East Antarctica is four times the size of west Antarctica and parts of it are cooling. The Scientific Committee on Antarctic Research report prepared for last week's meeting of Antarctic Treaty nations in Washington noted the South Pole had shown "significant cooling in recent decades".Obviously something is going on with our environment, it is changing. Some regions will become hotter and some regions will become cooler. Is anthropomorphic global warming the culprit? Probably not. But why get in the way of big government when there is so much money to be made?
Australian Antarctic Division glaciology program head Ian Allison said sea ice losses in west Antarctica over the past 30 years had been more than offset by increases in the Ross Sea region, just one sector of east Antarctica.
"Sea ice conditions have remained stable in Antarctica generally," Dr Allison said.
The melting of sea ice - fast ice and pack ice - does not cause sea levels to rise because the ice is in the water. Sea levels may rise with losses from freshwater ice sheets on the polar caps. In Antarctica, these losses are in the form of icebergs calved from ice shelves formed by glacial movements on the mainland.
Last week, federal Environment Minister Peter Garrett said experts predicted sea level rises of up to 6m from Antarctic melting by 2100, but the worst case scenario foreshadowed by the SCAR report was a 1.25m rise.

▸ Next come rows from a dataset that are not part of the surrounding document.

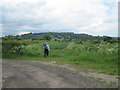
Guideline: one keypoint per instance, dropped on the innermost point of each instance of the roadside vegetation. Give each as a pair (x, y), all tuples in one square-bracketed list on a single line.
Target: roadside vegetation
[(96, 55)]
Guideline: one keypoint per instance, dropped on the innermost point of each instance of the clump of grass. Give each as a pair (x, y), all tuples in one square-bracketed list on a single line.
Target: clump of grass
[(100, 56)]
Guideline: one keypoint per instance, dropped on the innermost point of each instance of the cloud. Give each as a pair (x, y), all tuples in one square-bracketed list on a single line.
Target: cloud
[(26, 28), (20, 33), (97, 17)]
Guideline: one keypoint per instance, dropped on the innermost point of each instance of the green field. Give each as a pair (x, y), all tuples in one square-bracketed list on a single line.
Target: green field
[(99, 57)]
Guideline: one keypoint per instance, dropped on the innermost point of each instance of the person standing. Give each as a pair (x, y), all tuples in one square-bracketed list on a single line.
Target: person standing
[(46, 49)]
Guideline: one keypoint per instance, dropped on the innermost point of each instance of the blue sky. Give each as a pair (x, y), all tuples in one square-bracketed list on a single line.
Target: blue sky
[(95, 17)]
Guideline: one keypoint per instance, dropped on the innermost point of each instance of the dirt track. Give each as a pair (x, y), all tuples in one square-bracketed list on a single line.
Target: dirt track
[(31, 74)]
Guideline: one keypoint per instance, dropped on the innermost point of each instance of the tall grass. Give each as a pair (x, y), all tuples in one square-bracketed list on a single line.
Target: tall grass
[(102, 57)]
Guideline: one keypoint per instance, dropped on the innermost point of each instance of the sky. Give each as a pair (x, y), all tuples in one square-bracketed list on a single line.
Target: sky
[(94, 17)]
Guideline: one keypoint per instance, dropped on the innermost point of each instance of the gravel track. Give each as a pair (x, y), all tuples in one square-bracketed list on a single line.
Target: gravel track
[(31, 74)]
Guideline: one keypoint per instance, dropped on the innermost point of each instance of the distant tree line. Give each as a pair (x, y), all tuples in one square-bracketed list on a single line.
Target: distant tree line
[(66, 36)]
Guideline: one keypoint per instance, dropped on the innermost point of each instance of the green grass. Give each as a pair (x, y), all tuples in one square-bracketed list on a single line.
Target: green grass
[(102, 57)]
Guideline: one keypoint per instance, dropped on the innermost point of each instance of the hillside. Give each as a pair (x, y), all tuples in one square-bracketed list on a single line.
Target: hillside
[(55, 36)]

Mr Garrett insisted global warming was causing ice losses throughout Antarctica. "I don't think there's any doubt it is contributing to what we've seen both on the Wilkins shelf and more generally in Antarctica," he said.
Dr Allison said there was not any evidence of significant change in the mass of ice shelves in east Antarctica nor any indication that its ice cap was melting. "The only significant calvings in Antarctica have been in the west," he said. And he cautioned that calvings of the magnitude seen recently in west Antarctica might not be unusual.